I've come across some a bit like this in my own applications. I'm sure
there are many, many, others.

> From an application developer's standpoint there are few options, none
> of them ideal:
>
> 1) Insist on a locking policy that requires updates to first lock their
> parent records.
>
> This is horrible for so many reasons.  It should be unnecessary; it
> causes exclusive locking on parent records, thereby eliminating the
> gains made by introducing row share locks in 8.1; it is onerous on the
> developers; it is error-prone; etc

I once tried to define a locking order for rows in a database. It doesn't
work (though this was at a time when FK constraint checking used FOR
UPDATE locks, which, of course, made things much worse). This wasn't
specifically for FK checks, but they were an important cause of deadlocks.

Firstly, you have no idea of the order in which rows locked by a statement
will be locked. UPDATE d SET counter=counter+1 WHERE d.a=1 could deadlock
with UPDATE d SET counter=counter+1 WHERE d.b=1. Secondly, even if you
could defining a usable locking order across all of the rows in your
database (not just the tables) is nearly impossible. I suppose you could
base it on, say, the order (tablename, id) but you'd have to go to extreme
lengths to follow this. Imagine having to determine the id of every row
you want to update and the ID and table name of every row they'll lock
because of FK constraints and then sort a big set of 'SELECT ..  FOR
SHARE' and 'UPDATE' statements.

That's a lot of queries - and huge variety of useful queries you can't use
any more.

And once you've done all that you might find your application has race
conditions - there are sometimes other reasons for performing queries in a
certain order.

> 2) Remove FK constraints to eliminate the possibility of RI-triggered
> deadlocks.
>
> Ugh.

Deadlocks aren't the only problem FK constraints' locks are going to cause
you.  It's quite possible you have, somewhere, a small number of rows
referenced via FKs by a huge number of rows. Think about the amount of
locking (not just locks on rows, but internal locks on bits of cache) and
cache coherency logic going on in a production SMP machine.

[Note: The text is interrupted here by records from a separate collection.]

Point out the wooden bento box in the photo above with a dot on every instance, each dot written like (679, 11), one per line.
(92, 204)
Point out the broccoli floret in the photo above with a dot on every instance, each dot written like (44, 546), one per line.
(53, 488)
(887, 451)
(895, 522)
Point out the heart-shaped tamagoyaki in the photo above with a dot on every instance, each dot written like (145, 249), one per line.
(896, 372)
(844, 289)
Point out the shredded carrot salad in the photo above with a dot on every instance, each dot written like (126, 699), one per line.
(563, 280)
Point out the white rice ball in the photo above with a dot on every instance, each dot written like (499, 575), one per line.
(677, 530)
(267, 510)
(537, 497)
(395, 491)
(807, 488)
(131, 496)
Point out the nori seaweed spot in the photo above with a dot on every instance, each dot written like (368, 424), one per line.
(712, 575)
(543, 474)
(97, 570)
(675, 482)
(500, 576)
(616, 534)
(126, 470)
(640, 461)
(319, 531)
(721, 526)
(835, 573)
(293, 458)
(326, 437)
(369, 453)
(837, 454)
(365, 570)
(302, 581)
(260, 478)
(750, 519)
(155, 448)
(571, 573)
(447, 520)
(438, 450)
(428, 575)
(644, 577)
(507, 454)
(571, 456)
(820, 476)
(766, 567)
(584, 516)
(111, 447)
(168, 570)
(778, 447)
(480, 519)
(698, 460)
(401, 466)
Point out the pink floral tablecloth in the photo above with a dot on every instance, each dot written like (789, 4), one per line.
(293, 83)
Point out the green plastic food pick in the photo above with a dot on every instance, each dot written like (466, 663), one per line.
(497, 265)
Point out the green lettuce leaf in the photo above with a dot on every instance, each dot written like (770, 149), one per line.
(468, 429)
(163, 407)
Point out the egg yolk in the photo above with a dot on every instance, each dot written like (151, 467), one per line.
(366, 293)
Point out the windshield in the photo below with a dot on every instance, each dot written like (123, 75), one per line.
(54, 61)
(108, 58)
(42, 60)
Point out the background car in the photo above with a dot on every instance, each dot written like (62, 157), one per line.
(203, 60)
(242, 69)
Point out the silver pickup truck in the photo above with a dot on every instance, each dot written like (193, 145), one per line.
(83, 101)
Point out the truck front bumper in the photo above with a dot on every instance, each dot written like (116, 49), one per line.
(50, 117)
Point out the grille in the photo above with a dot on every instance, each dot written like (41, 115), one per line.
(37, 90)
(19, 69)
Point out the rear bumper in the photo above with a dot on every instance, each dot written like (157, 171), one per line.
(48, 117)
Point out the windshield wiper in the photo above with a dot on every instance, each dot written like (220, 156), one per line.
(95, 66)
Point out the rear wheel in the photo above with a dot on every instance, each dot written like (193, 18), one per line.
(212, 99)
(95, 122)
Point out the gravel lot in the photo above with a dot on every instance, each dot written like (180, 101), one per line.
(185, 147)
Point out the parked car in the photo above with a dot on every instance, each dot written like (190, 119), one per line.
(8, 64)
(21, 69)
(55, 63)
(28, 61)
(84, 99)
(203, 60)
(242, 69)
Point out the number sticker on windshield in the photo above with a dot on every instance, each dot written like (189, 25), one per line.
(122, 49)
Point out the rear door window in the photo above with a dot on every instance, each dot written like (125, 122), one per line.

It'll depend on your load and schema, of course, but I've found the
constraints to be mostly impractical in my production systems. Some I can
keep, but only if I know that the checks aren't going to be triggered too
often.

> 3) Encapsulate all transactions in some form of retry mechanism that
> traps deadlocks and retries those transactions.
>
> This may not be practicable, and incurs all of the overhead of
> encountering and trapping deadlocks in the first place.  Also, as each
> deadlock occurs, a number of locks will be left active before deadlock
> detection kicks in, increasing the window for further deadlocks.  On a
> busy system, the first deadlock may well trigger a cascade of further
> deadlocks.

It's essential to do this (actually, I always presumed that not checking
for deadlocks was a typical database-newbie mistake and that everyone knew
they needed to; I don't seem to see it mentioned on here much, though).
Unless you have a very simple dataset and simple queries you are not going
to be able to guarantee you won't get deadlocks, from FK checks or
otherwise. You could check every transaction against every other
transaction, I suppose...but you might not know what those are at compile
time, and it'll be a very painful task that'll have to be repeated for
every new query, constraint or trigger you add. You might not even have
control over them. It's also dependent on the inner workings of the
database and bits of schema you aren't really meant to know (consider the
type of lock taken by a FK check, the time it's taken, the order in which
the FK checks are performed and the order of triggers generally).